Software development techniques and Agile methodologies

A return to Good Code

By Jasone Tee

TheServerSide.com


Stop doing this:


public boolean foo() {
 if (true) {
   return true;  
 }  else {  
 return false;  
 }
}


It always amazes me when I dig into an open source project, and I see code written by supposed experts, and reviewed by seasoned professionals, and nobody slaps the wrists of the developer who shoves return statements right in the middle of a method.


Tell me, how hard is it to do this:


public boolean foo() {  
 boolean flag = true;  
 if (true) { 
   flag=true;
 }  
 else {
   flag=false;
 }
 return flag;
}

This is Java 101. Actually, it's not even Java 101. It's grade school Java. If a method returns a value, you declare that value as a variable at the start of the method. Then you do things that will give that variable the appropriate meaning. And then, on your last line of code, you return that variable to the calling program. And doing so is more than just about writing good code. It's about being polite.


Have you ever tried to troubleshoot some code that has return statements thrown around all over the method? It's impossible. In fact, the first step in troubleshooting such a method is to rework the darn thing so that it doesn't have a bunch of return statements in it. And it can always be done. There is no method that can't be re-written to have just one, single, easy to identify return statement at the end of it.

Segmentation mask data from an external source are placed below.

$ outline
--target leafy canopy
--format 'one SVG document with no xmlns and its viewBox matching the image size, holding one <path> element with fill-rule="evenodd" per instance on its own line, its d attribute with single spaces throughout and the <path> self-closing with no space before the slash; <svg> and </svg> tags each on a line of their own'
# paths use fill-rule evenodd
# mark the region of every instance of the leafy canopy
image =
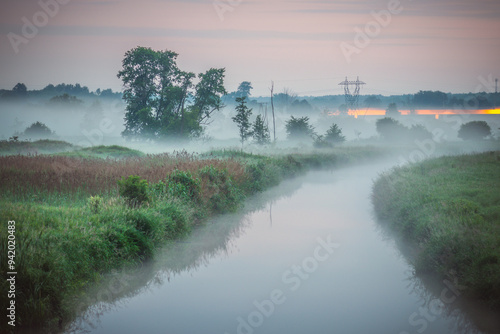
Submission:
<svg viewBox="0 0 500 334">
<path fill-rule="evenodd" d="M 196 76 L 177 67 L 177 56 L 145 47 L 125 53 L 118 72 L 127 103 L 124 137 L 199 136 L 212 113 L 224 107 L 225 69 L 211 68 Z"/>
</svg>

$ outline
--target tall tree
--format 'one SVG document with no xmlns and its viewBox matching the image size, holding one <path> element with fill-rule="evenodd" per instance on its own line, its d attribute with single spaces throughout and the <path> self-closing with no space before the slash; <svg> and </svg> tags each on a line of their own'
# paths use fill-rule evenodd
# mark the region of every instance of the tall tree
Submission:
<svg viewBox="0 0 500 334">
<path fill-rule="evenodd" d="M 240 130 L 240 141 L 241 146 L 245 141 L 252 135 L 250 116 L 252 115 L 252 109 L 248 108 L 246 103 L 246 97 L 237 97 L 236 103 L 236 115 L 233 116 L 233 121 L 238 125 Z"/>
<path fill-rule="evenodd" d="M 223 107 L 225 70 L 200 73 L 195 85 L 196 75 L 181 71 L 177 56 L 173 51 L 145 47 L 125 53 L 118 72 L 127 102 L 124 137 L 196 136 L 212 113 Z"/>
<path fill-rule="evenodd" d="M 236 90 L 236 97 L 250 97 L 252 93 L 250 92 L 253 89 L 252 83 L 250 81 L 243 81 L 240 83 L 238 86 L 238 89 Z"/>
</svg>

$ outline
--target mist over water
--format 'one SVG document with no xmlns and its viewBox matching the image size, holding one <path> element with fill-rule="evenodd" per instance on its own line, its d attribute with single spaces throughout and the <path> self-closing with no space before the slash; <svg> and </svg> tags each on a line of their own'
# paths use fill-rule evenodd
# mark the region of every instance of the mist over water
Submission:
<svg viewBox="0 0 500 334">
<path fill-rule="evenodd" d="M 416 277 L 373 218 L 372 180 L 394 163 L 312 172 L 251 198 L 246 214 L 166 246 L 142 288 L 67 333 L 481 333 L 459 293 Z M 437 303 L 445 289 L 450 302 Z"/>
</svg>

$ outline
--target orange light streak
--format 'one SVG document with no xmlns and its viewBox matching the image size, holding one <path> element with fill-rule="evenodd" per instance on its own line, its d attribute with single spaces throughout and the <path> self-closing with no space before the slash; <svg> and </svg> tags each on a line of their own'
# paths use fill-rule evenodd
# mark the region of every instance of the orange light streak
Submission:
<svg viewBox="0 0 500 334">
<path fill-rule="evenodd" d="M 399 110 L 402 115 L 410 115 L 410 110 Z M 349 115 L 358 118 L 359 116 L 384 116 L 384 109 L 360 109 L 360 110 L 349 110 Z M 421 109 L 415 110 L 416 115 L 435 115 L 436 119 L 439 119 L 439 115 L 500 115 L 500 108 L 496 109 L 477 109 L 477 110 L 467 110 L 467 109 Z"/>
</svg>

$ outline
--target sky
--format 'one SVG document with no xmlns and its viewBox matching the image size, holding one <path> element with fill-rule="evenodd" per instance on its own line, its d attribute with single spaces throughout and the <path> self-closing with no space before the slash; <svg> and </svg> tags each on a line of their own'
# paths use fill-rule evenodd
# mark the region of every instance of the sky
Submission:
<svg viewBox="0 0 500 334">
<path fill-rule="evenodd" d="M 494 92 L 498 0 L 3 0 L 0 89 L 80 83 L 122 90 L 137 46 L 179 54 L 184 71 L 226 68 L 254 96 Z"/>
</svg>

Sure, bad programmers have a million different reasons as to why they must program poorly. "I just wanted to avoid a bunch of superfluous conditional statements that the code might have to go through later on." Well, first of all, computers are darned good at quickly evaluating a few conditional statements, so short-circuiting a method to avoid a clock cycle or two is simply ridiculous. And besides, if there's a bunch of superfluous conditional statements that end up getting bypassed, maybe that's a good indication that your 'superfluous' code should be rewritten, perhaps factored out into a different method that isn't superfluous?


The bottom line is that there's no excuse for writing bad code or being a lazy programmer, especially when writing good code isn't that much more difficult. Stop writing methods with a million return statements in them. A method in Java can only return one thing, and correspondingly, a method should have only one return statement in it.